12. tunicle, it can be by in the emulsion that comprises at least the macromolecular elastomer particle that is made of the resin that contains the hydrophilic functional group and supporting member, make the macromolecular elastomer particle carry out heat-sensitive gel and dry solidification and obtain in the mode of keeping its particle state, wherein, the minute aperture that is formed by the gap between described macromolecular elastomer particle, mix with supporting member, the aperture of the peristome of the minute aperture that forms on this tunicle surface is below 5 μ m.

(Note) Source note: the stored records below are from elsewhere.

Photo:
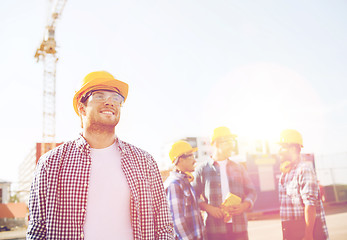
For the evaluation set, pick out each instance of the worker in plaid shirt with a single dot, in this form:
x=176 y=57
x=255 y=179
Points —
x=180 y=194
x=301 y=208
x=97 y=186
x=214 y=180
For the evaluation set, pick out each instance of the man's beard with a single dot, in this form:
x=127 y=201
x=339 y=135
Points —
x=100 y=127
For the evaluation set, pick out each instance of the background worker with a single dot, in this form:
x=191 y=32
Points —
x=181 y=197
x=215 y=179
x=97 y=186
x=301 y=208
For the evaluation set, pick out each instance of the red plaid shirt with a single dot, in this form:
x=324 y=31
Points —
x=58 y=197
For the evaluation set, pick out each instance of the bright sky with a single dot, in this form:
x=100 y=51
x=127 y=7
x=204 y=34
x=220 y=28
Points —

13. tunicle as described in claim 11 or 12, wherein, described supporting member has hollow structure.

14. tunicle as claimed in claim 13, wherein, in the cross section of the thickness direction of described tunicle, having average pore size is the macropore that is derived from described supporting member of 10～50 μ m, and the outer wall of this macropore does not have described minute aperture.

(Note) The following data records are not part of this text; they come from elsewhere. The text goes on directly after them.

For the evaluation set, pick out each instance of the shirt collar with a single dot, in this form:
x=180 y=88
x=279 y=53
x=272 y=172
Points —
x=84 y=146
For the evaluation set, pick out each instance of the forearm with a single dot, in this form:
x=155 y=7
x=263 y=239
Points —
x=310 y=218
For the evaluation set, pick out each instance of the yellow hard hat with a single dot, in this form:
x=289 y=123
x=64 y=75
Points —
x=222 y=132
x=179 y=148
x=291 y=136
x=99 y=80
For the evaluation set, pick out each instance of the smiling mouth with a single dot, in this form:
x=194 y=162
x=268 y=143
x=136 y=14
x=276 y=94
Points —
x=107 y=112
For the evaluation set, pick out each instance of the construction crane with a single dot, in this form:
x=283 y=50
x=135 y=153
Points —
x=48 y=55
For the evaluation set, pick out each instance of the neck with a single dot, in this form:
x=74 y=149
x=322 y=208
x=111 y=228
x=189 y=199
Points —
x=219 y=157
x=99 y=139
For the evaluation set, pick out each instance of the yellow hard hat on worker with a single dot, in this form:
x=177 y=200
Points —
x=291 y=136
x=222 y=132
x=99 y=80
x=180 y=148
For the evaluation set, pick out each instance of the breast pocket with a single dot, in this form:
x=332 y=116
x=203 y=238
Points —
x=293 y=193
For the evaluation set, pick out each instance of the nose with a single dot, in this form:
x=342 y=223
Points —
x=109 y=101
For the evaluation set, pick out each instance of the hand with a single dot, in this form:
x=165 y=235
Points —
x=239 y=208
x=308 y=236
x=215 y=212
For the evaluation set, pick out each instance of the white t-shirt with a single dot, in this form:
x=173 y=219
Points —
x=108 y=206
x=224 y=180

15. tunicle as described in any one in claim 11～14, wherein, macromolecular elastomer is the water serial emulsion based polyurethane resin that contains the hydrophilic functional group.

16. tunicle as described in any one in claim 11～15, wherein, the surface roughness of described tunicle (Rz) is below 30 μ m.

17. tunicle as described in any one in claim 11～16, wherein, with respect to the gross area in the cross section of the thickness direction of tunicle, the shared ratio in huge hole that diameter surpasses 75 μ m is below 10%.

18. tunicle formation method, it is the formation method of the described tunicle of any one in claim 11～17, wherein, has following step (1)～(4),

Step (2): the one side at least that aqueous dispersion (II) is applied to base material upward forms the step of tunicle;

Step (3): this tunicle is carried out the heat-sensitive gel processing and form the step of gelating film;

19. tunicle formation method as claimed in claim 18, wherein, described aqueous dispersion further contains (D) crosslinking agent.

20. tunicle formation method as described in claim 18 or 19 wherein, in step (I), is implemented deaeration for resulting aqueous dispersion (II) and is processed.

21. as the described tunicle of any one formation method in claim 18～20, wherein, (E) supporting member is expanded capsule.

22. as the described tunicle of any one formation method in claim 18～21, wherein, (E) supporting member is of a size of below 50 μ m.

23. as the described tunicle of any one formation method in claim 18～22, wherein, the content of (E) supporting member in step (1) in the aqueous dispersion (II) of preparation is 0.2～1.5 with respect to the volume of the solid constituent of (A) composition.

24. tablet, it forms on base material, and in claim 11～17, the described tunicle of any one forms.